As Royceann Porter takes her seat on the Board of Supervisors, I see the local Republicans (or at least the losing candidate in last week's election) are talking about supervisor districts again. Which is the classic 21st century Republican M.O.: If you don't like the results, change the rules. But districts would not get the outcome they want.
The apparent goal is an all-rural "doughnut" district surrounding the urban area, like Linn County had until this election. The math for that does not work in Johnson County. I showed the math six years ago.
Supervisor districts in Johnson County will NOT get you a farmer from Solon, a farmer from Oxford, a farmer from Sharon Center, a farmer from Lone Tree, and a token liberal from The City. Supervisor districts will get you three supervisors from Iowa City, one from Coralville, one from North Liberty, and shut out the rurals completely.

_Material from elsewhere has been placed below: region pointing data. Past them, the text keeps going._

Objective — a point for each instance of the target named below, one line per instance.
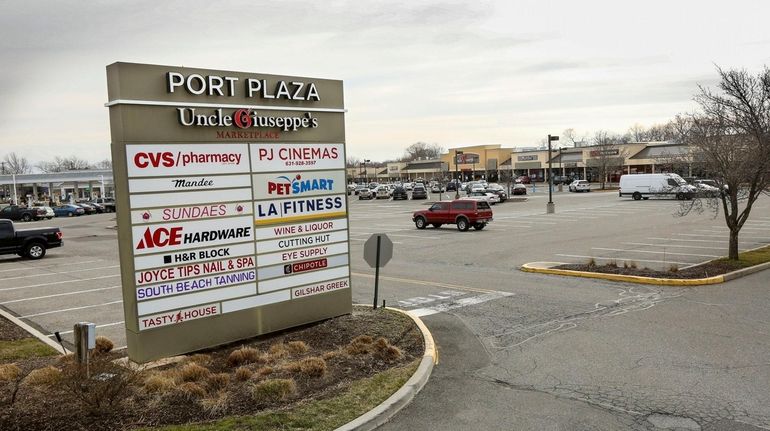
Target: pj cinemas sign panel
(198, 212)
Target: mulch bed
(708, 269)
(352, 347)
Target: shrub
(159, 383)
(313, 367)
(216, 406)
(273, 390)
(265, 371)
(9, 372)
(218, 381)
(278, 351)
(47, 376)
(200, 359)
(193, 372)
(103, 345)
(242, 374)
(297, 348)
(244, 355)
(107, 385)
(191, 390)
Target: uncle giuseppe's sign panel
(232, 207)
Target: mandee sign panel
(232, 208)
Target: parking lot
(433, 270)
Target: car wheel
(34, 250)
(420, 222)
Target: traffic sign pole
(377, 271)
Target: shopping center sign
(232, 208)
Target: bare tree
(422, 150)
(730, 140)
(571, 137)
(606, 156)
(13, 163)
(62, 164)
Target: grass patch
(327, 414)
(24, 348)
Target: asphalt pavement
(517, 350)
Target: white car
(580, 186)
(382, 192)
(491, 198)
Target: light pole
(550, 208)
(457, 174)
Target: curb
(32, 331)
(388, 408)
(545, 268)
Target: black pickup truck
(15, 212)
(31, 243)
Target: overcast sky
(452, 73)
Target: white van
(642, 186)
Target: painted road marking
(59, 294)
(627, 260)
(652, 251)
(60, 273)
(462, 302)
(28, 267)
(59, 282)
(64, 310)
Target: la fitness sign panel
(232, 207)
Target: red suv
(462, 212)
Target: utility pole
(550, 207)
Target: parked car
(518, 189)
(107, 203)
(365, 193)
(31, 243)
(419, 192)
(68, 210)
(21, 213)
(489, 197)
(400, 193)
(463, 213)
(88, 209)
(382, 192)
(580, 186)
(642, 186)
(498, 190)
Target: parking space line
(64, 310)
(98, 326)
(59, 282)
(24, 268)
(653, 252)
(58, 294)
(673, 245)
(426, 283)
(60, 273)
(627, 260)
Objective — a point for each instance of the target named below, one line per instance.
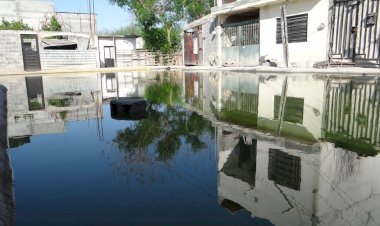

The best option for rural voters is the present at large system where they have influence over all five seats. And it's disproportionate influence, since they turn out at a higher percentage rate than the in-town folks.
But the rural voters can't do it alone. Even in a district system, all five seats would be dominated by urban voters. If they want a supervisor who "represents the rural community" they need a candidate who ALSO appeals to urban voters - like Sally Stutsman did in winning five terms.
A candidate with a philosophy that the Board should only plow and grade roads and rubber-stamp re-zonings will NOT appeal to urban voters.